Saratoga Springs police last week announced that they would eliminate their D.A.R.E. program in order to ease some of their budgetary burden, and have also found private donors willing to take over costs linked to the department's horse-mounted patrol.

Cole said more cost saving ideas are still being explored, but that the idea of moving dispatch services based at the Saratoga Springs department to the county level - offered last year as a way to save money - is likely dead.

After the suggestion was made to move the city's dispatch operations to the Saratoga County Sheriff's Department last year, Cole and other city public safety officials met with Sheriff James Bowen to discuss the issue.

It quickly became apparent that dispatchers in Saratoga Springs, who keep and maintain records and perform other clerical work, could not be replicated at the county level, Cole said.

"We were all in agreement that the service that our dispatchers provide can not be done by the county," he said.

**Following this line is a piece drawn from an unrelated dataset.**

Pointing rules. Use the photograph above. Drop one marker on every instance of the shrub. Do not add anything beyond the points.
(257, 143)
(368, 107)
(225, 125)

Saratoga County dispatchers did, however, receive fewer calls for service last year, information provided by the sheriff's department shows.

In all, the department received 78,062 calls for service in 2009, a 3 percent decline from the year prior, the information shows.

The sheriff's department also made fewer arrests - 1,252 in 2009 versus 1,263 in 2008 - statistics show.

Saratoga County Sheriff James Bowen did not return several requests for an interview, but Undersheriff Michael Woodcock suggested the numbers reflect the area's relative economic stability and stern enforcement efforts.

"It's hard to pinpoint one thing that dictates crime rate, but the fact that we do make arrests and the district attorney prosecutes them with fervor does play a role," Woodcock said.